I must also add that the campaign is very expensive and the United States is using five million dollar missiles to take out a twenty thousand dollar pick up truck. That speaks to the very targeted and political nature of the air campaign. And finally, as the President and US officials keep saying, the air-strikes can only go so far until there are partners on the ground that can deliver some basic governance and some basic services to the areas and that’s why, I think, moving forward, you see the United States pressuring their new partners in Syria the YPG and the PYD. You will see them being pressured to work with the moderate non-Kurdish Sunni opposition. You will see the US train and equip programme which has been very slow to get started. You will see that come into effect over the next year or year and a half. The aim is to train between 10 to 15 thousand moderate fighters. It is a very difficult task to train these moderate fighters and arm them and send them back into Syria.

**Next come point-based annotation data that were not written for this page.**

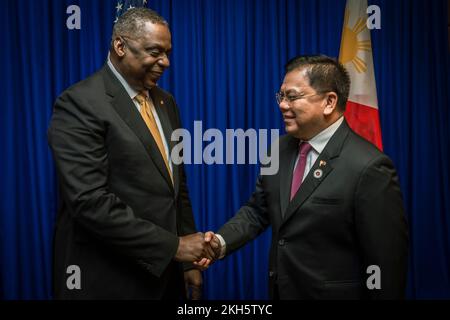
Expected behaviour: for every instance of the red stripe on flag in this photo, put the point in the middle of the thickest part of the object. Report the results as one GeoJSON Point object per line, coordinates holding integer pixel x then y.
{"type": "Point", "coordinates": [365, 121]}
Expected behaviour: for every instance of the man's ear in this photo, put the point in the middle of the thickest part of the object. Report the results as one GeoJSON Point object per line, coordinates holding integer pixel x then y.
{"type": "Point", "coordinates": [331, 103]}
{"type": "Point", "coordinates": [119, 46]}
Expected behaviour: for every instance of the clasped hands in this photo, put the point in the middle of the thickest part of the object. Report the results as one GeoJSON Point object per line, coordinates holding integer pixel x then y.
{"type": "Point", "coordinates": [201, 249]}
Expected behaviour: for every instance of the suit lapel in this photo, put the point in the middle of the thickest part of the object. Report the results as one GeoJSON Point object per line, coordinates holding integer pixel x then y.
{"type": "Point", "coordinates": [287, 156]}
{"type": "Point", "coordinates": [316, 177]}
{"type": "Point", "coordinates": [126, 109]}
{"type": "Point", "coordinates": [161, 105]}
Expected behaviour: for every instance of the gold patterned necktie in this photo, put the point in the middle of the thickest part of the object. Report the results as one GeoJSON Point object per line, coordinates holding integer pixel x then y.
{"type": "Point", "coordinates": [150, 121]}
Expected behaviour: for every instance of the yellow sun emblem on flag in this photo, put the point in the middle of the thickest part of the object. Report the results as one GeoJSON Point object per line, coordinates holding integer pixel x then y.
{"type": "Point", "coordinates": [350, 45]}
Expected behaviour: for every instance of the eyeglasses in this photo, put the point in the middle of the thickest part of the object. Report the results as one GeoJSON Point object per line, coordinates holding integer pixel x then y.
{"type": "Point", "coordinates": [154, 52]}
{"type": "Point", "coordinates": [280, 96]}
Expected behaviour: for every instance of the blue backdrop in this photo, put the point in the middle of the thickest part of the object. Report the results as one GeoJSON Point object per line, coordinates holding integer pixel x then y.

It is a very difficult process.
But then in Iraq the need for some sort of National Guard deal, and of course we will leave this to Iraqis, but some sort of National Guard deal to accommodate Sunnis into providing security in their areas will be central. And of course from all parties there needs to be tremendous political restraint to avoid deepening the tensions and divisions which are already present. In all of this, the United States hopes to be a partner. It will refuse to be drawn onto one particular groups’ side against the other. The United States is interested in stabilising the situation and trying to improve the conditions of the people of the region and so I think that that will dictate all of the military options moving forward. I don’t think you will see any meaningful deployment of US ground forces. I don’t think anyone here wants that, I don’t think anyone in the United States wants that. So it is a question of what we can do to help. To help arm to help provide intelligence, to help with air support in a military campaign to defeat ISIS and within the wider political context going towards a political settlement that can last and that can prevent this from happening again. Thank you very much and thank you again to Professor Dlawer and to MERI.